The rigid and procedural approach to research imposed by grant funding is similar to the way it is often conveyed in undergraduate science programs, particularly the lab components. Labs typically start with a list of instructions that the students follow in a recipe-like fashion. There’s certainly an element of discovery and important experience with equipment and protocols, but the generalisable concept of deciding what methods to apply and how to answer the question is missing. Similarly, a lab report is expected to contain a step-by-step guide that would hypothetically allow someone else to recreate the experiment. Although that may seem like the point of a methods section in a scientific paper, it isn’t. Direct replications are few and far between and of limited value. Instead, a methods section highlights the validity of the procedures used and how reasonable measures have been taken to account for possible biases and confounding variables.
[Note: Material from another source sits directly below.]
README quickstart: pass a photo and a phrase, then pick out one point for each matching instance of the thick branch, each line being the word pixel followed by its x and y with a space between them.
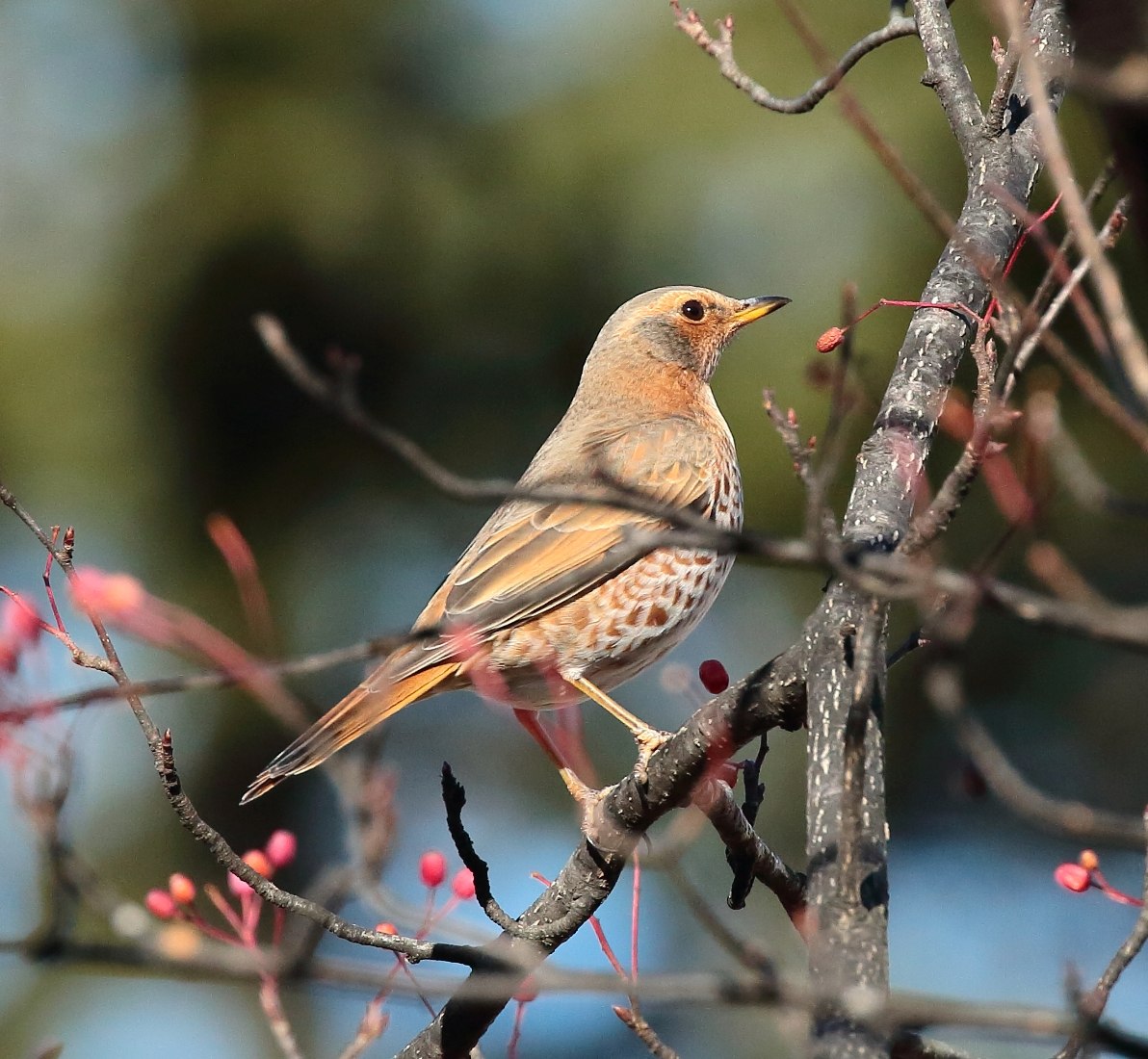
pixel 772 698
The section should succinctly demonstrate that the conclusions are reached in a credible manner.
It’s not well recognised by the general public that scientific experiments may still contain bias, confounding variables, or incorrect interpretations. While efforts are made to avoid these, the results that follow do not constitute a fact, but merely evidence. Given enough evidence, built up over numerous studies, we reach scientific consensus. But individual studies should be treated with caution. Peer review is not a silver bullet, even though it’s sometimes considered a gold standard. In fact, the label peer review can confer a false sense of security to those unfamiliar with the process. This is particularly important when it applies to policy decisions. Peer review merely means that the paper has been vetted by two or three other scientists. It is immediately following this process that scientific results are disseminated to the public via mass media. This is months or years before the scientific community as a whole will have enough time to truly corroborate or dismiss the conclusions.
Ultimately, there’s a lot more imprecision, conjecture, and misstepping in science than you might expect. But scientific research is also much more fun, subjective, and creative than it gets credit for. And even when things don’t go as planned, it all still works out in the long run, because an expert is simply someone who has made all the mistakes they can in a narrow field. These are Neils Bohr’s words by the way, which I discovered (of course) in one of Firestein’s books. Seriously, go read them.